You might guess that I subscribe to a lot of health newsletters. And you’re right. Last week, I got one in my inbox with the subject line “POOP SIZE MATTERS.”
In fact, poop size does matter, and it’s an indicator of your overall health. In my last post, I wrote about having a conversation with your heart, and one of the conversations we need to be having is about our poop. SHIIIIIIIIIITTTT I SAID IT.
Here in the US, we shy away from discussing our health and bodily functions. But there’s a cost to not talking about our bowel movements. More and more Americans are going to the emergency room for constipation. And it’s not just about poop.

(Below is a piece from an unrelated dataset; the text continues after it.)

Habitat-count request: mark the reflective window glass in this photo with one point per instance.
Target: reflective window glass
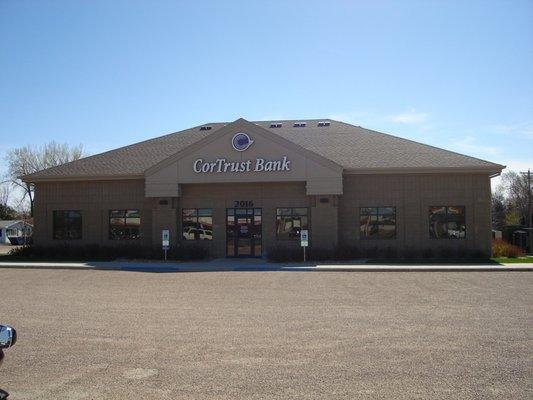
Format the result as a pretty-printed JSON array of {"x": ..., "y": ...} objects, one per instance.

The added cost of being constipated about our bowel conversations is that we’ve become constipated in our health conversations – about mental health, about disabilities, about childbearing, about aging.
When I taught yoga in Indonesia, I was surprised by how open Indonesians were about their bodily functions. (I’m sitting on a toilet in the middle of a restaurant in Indonesia in the photo for this post.) Before going into class, students would tell me they were constipated, and women would tell me that they were having menstrual cramps. Their openness created a chance to talk about their health and brainstorm a solution. Not once has a student in America ever been this open with me.
I haven’t always felt comfortable discussing my health. When I went to college, I didn’t tell the admissions office that I was dyslexic. I didn’t tell my professors either. As I gradually became more comfortable talking about dyslexia, I realized that I have a unique opportunity to educate people about dyslexia. When I skip a syllable and people look at me like I’m crazy, I see an opportunity to educate them.
Ally Bain saw an opportunity, too. At the age of 14, Ally was denied access to a restroom and had a very public accident due to a bowel disorder. Her experience would crush most adults but not her. She turned her experience into an opportunity to change our country. Now, at least 16 states have passed Ally’s Law, which says that people with medical conditions who require immediate access to a restroom (such as pregnancy or Crohn’s disease) must be allowed access to employee restrooms if public restrooms are not available.
If there’s one thing to go on the offensive and advocate for, it’s your health. And that may start by talking with your doctor about your bowel movements, talking with a therapist about your insomnia (on my calendar for next week), or talking with a loved one about how you want to make different food choices. Understanding your body is an important component of self-care.
In the past few years, the conversation about poop is moving from constipated to a little more regular. Products like the Squatty Potty are changing the way we go to the bathroom. (See this amazing article in The Guardian.) Right to Shine is a safe space to talk about your health. When it comes to your health, all the other shit in your life can wait… and if you can’t shit, get help!